The treatment for IBD arthritis usually depends on the severity of the involved joint. Many therapies that are used to treat bowel disease will also treat joint problems. The medicines used to treat IBD arthritis include:
1) Nonsteroidal Anti-inflammatory Drugs (NSAIDs): These are usually used in the treatment of IBD arthritis. But the problem is that these agents can aggravate gut inflammation and lead to stomach ulcers. However, newer NSAIDs like COX-2 selective inhibitors can reduce the risk of stomach ulcers.
2) Immune Suppressing Drugs: Methotrexate (MTX) and Azathioprine (AZA), a derivative of immunosuppressive medications, can be used in a few patients with IBD arthritis.
3) Sulfasalazine (SSZ): Sulfasalazine is a drug that can treat inflammatory bowel disease and joint inflammation in these patients with IBD arthritis who do not respond to NSAIDs. The common side effects associated with this drug are nausea, abdominal discomfort, and allergic reactions.

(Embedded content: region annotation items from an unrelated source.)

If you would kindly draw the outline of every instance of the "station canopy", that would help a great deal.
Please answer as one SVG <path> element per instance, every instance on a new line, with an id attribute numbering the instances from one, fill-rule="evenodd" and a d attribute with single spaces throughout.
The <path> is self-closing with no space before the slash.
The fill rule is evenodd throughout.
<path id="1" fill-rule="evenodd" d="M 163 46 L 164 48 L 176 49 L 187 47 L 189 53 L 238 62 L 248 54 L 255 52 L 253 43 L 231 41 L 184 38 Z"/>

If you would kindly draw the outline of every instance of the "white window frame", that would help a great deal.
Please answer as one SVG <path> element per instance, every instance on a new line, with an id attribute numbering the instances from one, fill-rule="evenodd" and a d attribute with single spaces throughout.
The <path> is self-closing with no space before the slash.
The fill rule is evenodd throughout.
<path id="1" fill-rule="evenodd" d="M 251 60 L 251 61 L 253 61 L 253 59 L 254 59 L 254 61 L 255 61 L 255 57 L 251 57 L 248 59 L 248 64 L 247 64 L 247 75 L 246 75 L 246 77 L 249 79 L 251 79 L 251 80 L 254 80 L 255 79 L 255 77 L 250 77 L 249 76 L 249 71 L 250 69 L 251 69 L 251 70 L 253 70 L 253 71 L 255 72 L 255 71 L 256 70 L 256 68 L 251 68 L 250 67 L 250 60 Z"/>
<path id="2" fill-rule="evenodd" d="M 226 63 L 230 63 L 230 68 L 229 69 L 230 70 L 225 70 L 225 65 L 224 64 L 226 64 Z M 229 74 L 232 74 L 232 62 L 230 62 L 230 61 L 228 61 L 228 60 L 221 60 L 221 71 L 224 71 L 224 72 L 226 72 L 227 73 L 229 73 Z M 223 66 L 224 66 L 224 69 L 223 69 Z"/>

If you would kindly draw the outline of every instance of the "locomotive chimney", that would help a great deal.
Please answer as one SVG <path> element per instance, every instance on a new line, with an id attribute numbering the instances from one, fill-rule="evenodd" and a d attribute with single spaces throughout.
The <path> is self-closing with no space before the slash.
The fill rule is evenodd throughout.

It is a slow-acting drug that often takes about two to three months. A drop in the level of white blood cells and elevation in the level of liver enzymes can rarely occur while taking SSZ, which has to be monitored.
4) Corticosteroids: Corticosteroids like Prednisone can treat flaring of IBD, but they do not treat arthritis effectively. Steroid drugs can be directly injected into the inflamed joints to relieve the acute symptoms of arthritis.
5) Tumor Necrosis Factor (TNF): TNF antagonists have represented a significant advance in treating spondyloarthropathies and IBD. However, these cannot be given to every patient with IBD arthritis and can only be given in cases where there is a severe or resistant disease. These drugs can block the effects of TNF, a protein that is involved in inflammation in various parts of the body. Therefore, they appear helpful in treating IBD arthritis and rheumatoid arthritis.
The TNF antagonist drugs currently in use may include Etanercept, Infliximab, and Adalimumab.
Since TNF antagonists suppress the immune system, infections must be observed while administering these drugs. The other side effects may include:
Injection site reactions.
Worsening of heart function in patients with heart failure.
Worsening of disease in patients with multiple sclerosis.
With treatment, the prognosis for IBD arthritis is usually good, although the condition is quite variable. Severe cases may develop significant joint damage and need surgery within a year or two, while other cases are considerably milder. Therefore, consult with your physician if you have symptoms of IBD like chronic diarrhea, crampy abdominal pain, unintentional weight loss, recurring fever along with signs of arthritis, like joint pain, swelling, or limited motion.